# Modulus and Argument

• Dec 15th 2008, 07:02 AM
r_maths
Modulus and Argument
Find modulus and argument of: $\displaystyle - 2 - \sqrt {12} i$

$\displaystyle \left| z \right| = \sqrt {( - 2)^2 + ( - \sqrt {12} )^2 } = 4$

$\displaystyle \tan (Argz) = \frac{y} {x}$

$\displaystyle Argz = \tan ^{ - 1} \frac{y} {x} = \tan ^{ - 1} \frac{{ - \sqrt {12} }} {{ - 2}} = \tan ^{ - 1} \sqrt 3 = \frac{\pi } {6}$

The correct answer is: $\displaystyle - \frac{{2\pi }} {3}$

Could someone explain to me why I have to subtract $\displaystyle \pi$ from my final answer.

Thanks
• Dec 15th 2008, 07:34 AM
Moo
Hello,
Quote:

Originally Posted by r_maths
Find modulus and argument of: $\displaystyle - 2 - \sqrt {12} i$

$\displaystyle \left| z \right| = \sqrt {( - 2)^2 + ( - \sqrt {12} )^2 } = 4$

$\displaystyle \tan (Argz) = \frac{y} {x}$

$\displaystyle Argz = \tan ^{ - 1} \frac{y} {x} = \tan ^{ - 1} \frac{{ - \sqrt {12} }} {{ - 2}} = \tan ^{ - 1} \sqrt 3 = \frac{\pi } {6}$

The correct answer is: $\displaystyle - \frac{{2\pi }} {3}$

Could someone explain to me why I have to subtract $\displaystyle \pi$ from my final answer.

Thanks

I don't like using the arctan function. It makes problems because of the restrictions of the domain ><

$\displaystyle z=4 \left(-\frac 12- i \frac{\sqrt{3}}{2}\right)=4(\cos \theta+i \sin \theta)$
Note that the cosine and the sine are both negative. So $\displaystyle \theta$ will be in the third quadrant. That is $\displaystyle \theta$ lies between $\displaystyle [3 \pi/2;2 \pi] +2k \pi$

With the specific trig values you should know, $\displaystyle \theta=-\frac{2 \pi}{3} +2k \pi$

You also could've written :
$\displaystyle z=-(2+\sqrt{12} i)=e^{i \pi} \left(4 \left(\frac 12+ \frac{\sqrt{12}}{2} i \right)\right)$
• Dec 15th 2008, 08:08 AM
Soroban
Hello, r_maths!

Quote:

Find modulus and argument of: $\displaystyle -2 -\sqrt{12}i$

$\displaystyle \tan (\text{Arg}z) \:= \:\frac{y}{x}$

$\displaystyle \text{Arg}z \:= \:\tan^{-1}\left(\frac{-\sqrt{12}}{-2}\right) \:=\: \tan^{-1}\sqrt{3} \:=\: \frac{\pi }{6}$ . . . . no, you mean: $\displaystyle {\color{blue}\frac{\pi}{3}}$

The correct answer is: .$\displaystyle -\frac{2\pi}{3}$ . . . . or $\displaystyle {\color{blue}\frac{4\pi}{3}}$

Could someone explain to me why I have to subtract $\displaystyle \pi$ from my final answer.

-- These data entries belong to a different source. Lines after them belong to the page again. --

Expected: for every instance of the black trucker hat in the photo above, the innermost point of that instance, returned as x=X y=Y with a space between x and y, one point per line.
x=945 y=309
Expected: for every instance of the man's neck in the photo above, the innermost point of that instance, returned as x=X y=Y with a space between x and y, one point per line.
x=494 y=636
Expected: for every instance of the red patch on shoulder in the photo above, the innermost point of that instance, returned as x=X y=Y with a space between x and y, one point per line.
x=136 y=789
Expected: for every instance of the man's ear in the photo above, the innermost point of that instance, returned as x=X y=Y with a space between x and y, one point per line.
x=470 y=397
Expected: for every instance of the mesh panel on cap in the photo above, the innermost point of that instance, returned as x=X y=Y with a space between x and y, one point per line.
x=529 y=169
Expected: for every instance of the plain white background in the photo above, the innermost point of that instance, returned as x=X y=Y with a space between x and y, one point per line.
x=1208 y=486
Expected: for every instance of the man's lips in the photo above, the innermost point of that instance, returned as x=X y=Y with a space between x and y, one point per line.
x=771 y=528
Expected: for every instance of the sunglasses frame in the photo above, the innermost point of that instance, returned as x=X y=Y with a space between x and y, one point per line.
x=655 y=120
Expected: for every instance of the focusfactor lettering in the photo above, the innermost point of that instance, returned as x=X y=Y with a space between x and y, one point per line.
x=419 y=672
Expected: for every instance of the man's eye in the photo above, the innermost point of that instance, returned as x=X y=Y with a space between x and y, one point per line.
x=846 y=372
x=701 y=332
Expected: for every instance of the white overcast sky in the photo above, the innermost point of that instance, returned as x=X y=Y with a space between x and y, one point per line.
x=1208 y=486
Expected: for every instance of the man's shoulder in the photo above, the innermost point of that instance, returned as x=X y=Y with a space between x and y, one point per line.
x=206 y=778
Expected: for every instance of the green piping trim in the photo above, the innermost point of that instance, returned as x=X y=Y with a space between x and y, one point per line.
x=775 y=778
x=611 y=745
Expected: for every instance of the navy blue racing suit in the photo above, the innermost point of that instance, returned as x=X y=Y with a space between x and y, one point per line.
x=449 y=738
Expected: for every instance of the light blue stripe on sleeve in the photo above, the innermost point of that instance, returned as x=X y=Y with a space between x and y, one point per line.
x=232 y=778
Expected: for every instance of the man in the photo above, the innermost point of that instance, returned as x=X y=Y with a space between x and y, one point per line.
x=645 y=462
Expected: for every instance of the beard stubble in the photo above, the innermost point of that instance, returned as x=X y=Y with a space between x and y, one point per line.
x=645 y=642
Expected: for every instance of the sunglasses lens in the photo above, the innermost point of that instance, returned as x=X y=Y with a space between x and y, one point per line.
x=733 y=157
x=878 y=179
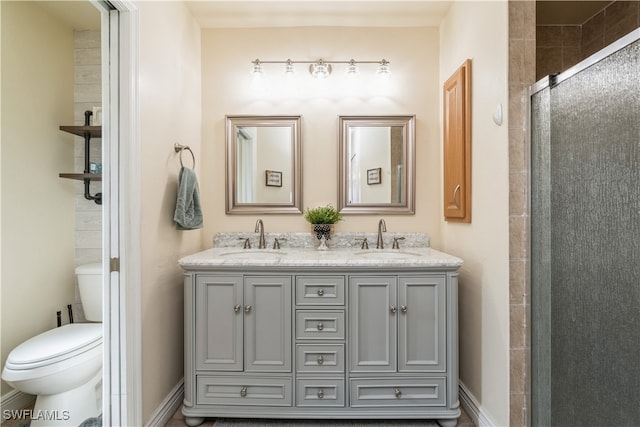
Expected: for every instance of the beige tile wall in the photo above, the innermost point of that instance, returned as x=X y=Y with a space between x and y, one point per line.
x=87 y=94
x=522 y=69
x=561 y=46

Plot the complex number on the Argand diagram.
Code:

                |                 |             -2  |       - - + - - + - - - -           |    /|       __ |  / |     -√12 |  /  |           | /  |           |/    |           *    |                 |

The argument is an angle in Quadrant 3.